大阪市では「全国学力・学習状況調査」(以下、全国学力テスト)などの数値目標の押しつけで教育を歪め、子どもと教職員を苦しめている事態がすでにすすんでいます。
大阪市は各学校のホームページに全国学力テストの各学校の「平均正答率(%)」を全国、大阪市と並べて掲載させ、各学校の「運営に関する計画」には、全市共通目標(小・中学校)として、「小学校学力経年調査【中学生チャレンジテスト】における正答率【得点】が市平均【府平均】の7割に満たない児童【生徒】の割合を同一母集団で比較し、いずれの学年も前年度より〇ポイント減少させる。」ことなどを掲げることを押しつけています。

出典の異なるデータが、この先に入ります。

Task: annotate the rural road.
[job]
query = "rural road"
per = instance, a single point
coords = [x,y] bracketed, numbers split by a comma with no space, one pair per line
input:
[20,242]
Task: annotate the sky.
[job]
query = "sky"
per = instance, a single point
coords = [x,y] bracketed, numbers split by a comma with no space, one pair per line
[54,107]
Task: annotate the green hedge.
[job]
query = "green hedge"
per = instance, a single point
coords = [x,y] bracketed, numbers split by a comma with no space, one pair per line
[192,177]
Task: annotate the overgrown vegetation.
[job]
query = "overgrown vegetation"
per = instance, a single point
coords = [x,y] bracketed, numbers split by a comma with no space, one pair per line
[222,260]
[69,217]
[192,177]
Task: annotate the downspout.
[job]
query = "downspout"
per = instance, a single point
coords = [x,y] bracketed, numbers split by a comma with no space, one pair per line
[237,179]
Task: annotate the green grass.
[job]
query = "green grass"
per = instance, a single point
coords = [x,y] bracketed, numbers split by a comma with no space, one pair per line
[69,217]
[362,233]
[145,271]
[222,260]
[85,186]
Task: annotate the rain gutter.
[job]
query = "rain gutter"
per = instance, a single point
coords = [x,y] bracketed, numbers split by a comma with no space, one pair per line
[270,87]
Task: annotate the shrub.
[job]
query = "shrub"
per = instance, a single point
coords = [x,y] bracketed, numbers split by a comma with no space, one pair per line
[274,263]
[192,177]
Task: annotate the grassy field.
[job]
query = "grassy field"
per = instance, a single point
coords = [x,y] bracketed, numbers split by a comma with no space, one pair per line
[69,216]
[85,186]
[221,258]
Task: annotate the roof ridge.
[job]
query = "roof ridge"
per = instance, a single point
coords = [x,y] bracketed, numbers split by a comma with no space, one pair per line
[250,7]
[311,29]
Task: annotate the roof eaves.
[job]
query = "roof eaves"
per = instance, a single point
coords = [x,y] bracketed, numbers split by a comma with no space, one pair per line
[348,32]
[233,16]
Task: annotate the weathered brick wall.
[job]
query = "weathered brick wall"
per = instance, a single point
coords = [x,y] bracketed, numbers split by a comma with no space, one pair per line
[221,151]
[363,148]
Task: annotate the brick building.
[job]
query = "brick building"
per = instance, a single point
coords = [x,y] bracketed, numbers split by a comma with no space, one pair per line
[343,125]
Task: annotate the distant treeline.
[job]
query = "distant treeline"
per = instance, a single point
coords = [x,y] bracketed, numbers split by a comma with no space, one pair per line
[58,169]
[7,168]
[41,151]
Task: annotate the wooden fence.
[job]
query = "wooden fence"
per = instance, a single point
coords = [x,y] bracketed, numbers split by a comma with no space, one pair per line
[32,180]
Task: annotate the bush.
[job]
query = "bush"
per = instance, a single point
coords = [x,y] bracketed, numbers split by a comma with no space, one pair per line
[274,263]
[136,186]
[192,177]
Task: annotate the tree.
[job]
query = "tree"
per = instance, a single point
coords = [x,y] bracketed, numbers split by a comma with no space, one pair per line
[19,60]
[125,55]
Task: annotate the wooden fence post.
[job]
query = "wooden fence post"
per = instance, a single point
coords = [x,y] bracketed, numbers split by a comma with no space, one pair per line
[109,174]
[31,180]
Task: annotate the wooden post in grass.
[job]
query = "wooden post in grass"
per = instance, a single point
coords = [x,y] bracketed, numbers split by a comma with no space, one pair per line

教職員に対しては、今年度2017年度から始まった、新人事評価制度(教育職員)の「目標管理シート」には、「達成すべき水準は、数値で表現する定量目標と『どのような状態になったときに、目標が達成されたのか』で表現する定性目標を用いて具体的に設定」することを求め具体例として、「学力経年調査における国語の正答率を大阪市平均以上にすることをめざす」「大阪市英語力調査でリスニングの分野の1年生平均正答率70%を達成する。(昨年度の1年生の平均正答率は67%)」「『学校生活のルールとマナーを守るよう心がけている』という学校教育アンケートの項目の肯定的な回答割合を90%以上にする」をあげています。
そして、今回、全国学力テストの結果で勤勉手当や校長経営戦略予算を増減させることを総合教育会議に提案し、議論することを明らかにしました。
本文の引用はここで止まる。